Novel Superhydrophobic Cement-based Materials Achieved by Construction of Hierarchical Surface Structure with FAS/SiO₂ Hybrid Nanocomposites

This work aims at developing novel superhydrophobic cement concrete by applying a tridecafluorooctyltriethoxysilane/nanosilica (FAS/SiO₂) hybrid nanocomposite onto surfaces of hardened concrete. The hybrid nanocomposite was synthesized and characterized using TEM, TGA and NMR. The performance of the FAS/SiO₂ treated cement paste/mortar samples were evaluated using a water contact angle (WCA) test, lab-raining detachment test, 3D image analysis, and UV irradiation test. The results indicate that the core-shell spherical structured composite had a particle size of about 200 nm and shell thickness of about 50 nm, displayed high pozzolanic reactivity, and enable to polymerize C-S-H gel of the concrete, thus lowing surface energy and modifying surface structure.

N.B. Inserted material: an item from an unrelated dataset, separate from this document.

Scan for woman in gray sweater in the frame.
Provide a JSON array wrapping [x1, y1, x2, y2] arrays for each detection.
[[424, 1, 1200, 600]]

The WCA of the FAS/SiO₂ treated-concrete samples was larger than 150, signifying a superhydrophobicity. The FAS/SiO₂ hybrid composite had superior anti-detachment performance, proposing that the treated concrete surface would have a long-term high water-proofing performance. A hierarchical structure observed from the 3D image analysis might be primarily responsible for the increase in the hydrophobicity of the hardened cement-based materials. The 800-hour UV irradiation test results suggested a good stability of superhydrophobicity under severe weathering conditions. It is concluded that the FAS/SiO₂ hybrid nanocomposite has a great potential for improving durability of existing concrete structures.